Institute of Molecular Biology (IMB), Ackermannweg 4, 55128 Mainz, Germany.
Buchmann Institute for Molecular Life Sciences (BMLS), Goethe University Frankfurt, Max-von-Laue-Str. 15, 60438 Frankfurt, Germany.
Methods. 2020 Jun 1;178:49-62. doi: 10.1016/j.ymeth.2019.11.008. Epub 2019 Nov 18.

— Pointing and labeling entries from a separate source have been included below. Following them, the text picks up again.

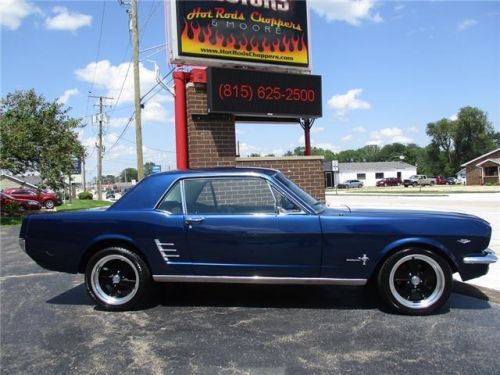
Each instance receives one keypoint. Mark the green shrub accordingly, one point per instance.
(85, 195)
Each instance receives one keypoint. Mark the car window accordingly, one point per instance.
(229, 196)
(284, 204)
(172, 203)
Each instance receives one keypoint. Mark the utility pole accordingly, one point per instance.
(100, 151)
(137, 89)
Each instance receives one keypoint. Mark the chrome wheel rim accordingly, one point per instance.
(417, 281)
(115, 279)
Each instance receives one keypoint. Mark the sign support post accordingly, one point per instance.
(180, 119)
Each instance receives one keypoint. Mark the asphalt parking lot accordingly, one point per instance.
(49, 325)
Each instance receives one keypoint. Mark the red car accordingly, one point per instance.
(389, 181)
(25, 204)
(48, 200)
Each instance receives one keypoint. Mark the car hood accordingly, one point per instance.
(395, 213)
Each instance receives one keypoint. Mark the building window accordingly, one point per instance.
(490, 171)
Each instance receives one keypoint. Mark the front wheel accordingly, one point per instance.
(415, 281)
(117, 279)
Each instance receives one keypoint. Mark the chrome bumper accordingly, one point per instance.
(487, 257)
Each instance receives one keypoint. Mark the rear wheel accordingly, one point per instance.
(49, 203)
(117, 279)
(415, 281)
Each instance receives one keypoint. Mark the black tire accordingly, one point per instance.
(129, 276)
(49, 204)
(415, 281)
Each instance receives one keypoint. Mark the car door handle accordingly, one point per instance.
(191, 220)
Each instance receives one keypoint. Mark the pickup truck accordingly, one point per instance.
(419, 179)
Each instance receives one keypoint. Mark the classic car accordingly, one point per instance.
(252, 225)
(22, 204)
(46, 199)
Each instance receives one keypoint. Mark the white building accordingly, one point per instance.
(368, 172)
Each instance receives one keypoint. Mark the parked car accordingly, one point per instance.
(389, 181)
(350, 184)
(252, 225)
(440, 180)
(419, 180)
(24, 204)
(46, 199)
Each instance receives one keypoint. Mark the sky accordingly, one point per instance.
(388, 69)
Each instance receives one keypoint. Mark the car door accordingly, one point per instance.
(233, 229)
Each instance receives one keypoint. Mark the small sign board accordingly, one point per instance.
(271, 34)
(76, 168)
(265, 94)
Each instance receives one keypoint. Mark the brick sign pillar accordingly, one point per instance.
(211, 138)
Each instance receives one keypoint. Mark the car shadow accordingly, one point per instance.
(267, 296)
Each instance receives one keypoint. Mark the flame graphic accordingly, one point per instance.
(206, 40)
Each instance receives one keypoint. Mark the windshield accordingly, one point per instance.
(299, 192)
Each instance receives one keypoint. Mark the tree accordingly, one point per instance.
(128, 174)
(37, 135)
(456, 142)
(474, 135)
(148, 168)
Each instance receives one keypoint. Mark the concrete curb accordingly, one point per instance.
(475, 291)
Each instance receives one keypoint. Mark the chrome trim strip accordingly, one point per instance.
(488, 258)
(22, 244)
(258, 280)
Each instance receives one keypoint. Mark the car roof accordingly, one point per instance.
(218, 171)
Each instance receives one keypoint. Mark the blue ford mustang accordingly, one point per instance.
(252, 225)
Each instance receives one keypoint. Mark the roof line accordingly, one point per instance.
(479, 157)
(487, 160)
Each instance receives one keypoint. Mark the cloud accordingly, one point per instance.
(111, 78)
(12, 12)
(64, 99)
(346, 138)
(388, 135)
(67, 20)
(348, 102)
(352, 12)
(247, 149)
(374, 142)
(466, 24)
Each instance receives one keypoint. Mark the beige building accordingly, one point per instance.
(483, 170)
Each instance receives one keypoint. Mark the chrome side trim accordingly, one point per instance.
(258, 280)
(22, 244)
(488, 257)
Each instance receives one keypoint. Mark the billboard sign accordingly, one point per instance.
(76, 168)
(265, 94)
(156, 168)
(264, 33)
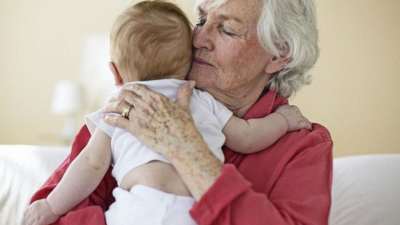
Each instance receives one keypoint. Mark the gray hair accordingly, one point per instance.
(287, 28)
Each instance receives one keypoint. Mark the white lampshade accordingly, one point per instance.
(66, 99)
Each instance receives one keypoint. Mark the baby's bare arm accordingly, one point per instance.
(257, 134)
(83, 175)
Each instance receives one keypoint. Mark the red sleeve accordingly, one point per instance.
(91, 210)
(300, 194)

Precise knowledge on the binding sites of an RNA-binding protein (RBP) is key to understanding the complex post-transcriptional regulation of gene expression. This information can be obtained from individual-nucleotide resolution UV crosslinking and immunoprecipitation (iCLIP) experiments. Here, we present a complete data analysis workflow to reliably detect RBP binding sites from iCLIP data. The workflow covers all steps from the initial quality control of the sequencing reads up to peak calling and quantification of RBP binding. For each tool, we explain the specific requirements for iCLIP data analysis and suggest optimised parameter settings.
精确了解 RNA 结合蛋白 (RBP) 的结合位点对于理解基因表达的复杂转录后调控至关重要。可以通过单核苷酸分辨率的紫外线交联和免疫沉淀 (iCLIP) 实验获得这些信息。在这里,我们提出了一个完整的数据分析工作流程,可从 iCLIP 数据中可靠地检测 RBP 结合位点。该工作流程涵盖了从测序读取的初始质量控制到峰调用和 RBP 结合的定量的所有步骤。对于每个工具,我们都解释了 iCLIP 数据分析的特定要求,并建议了优化的参数设置。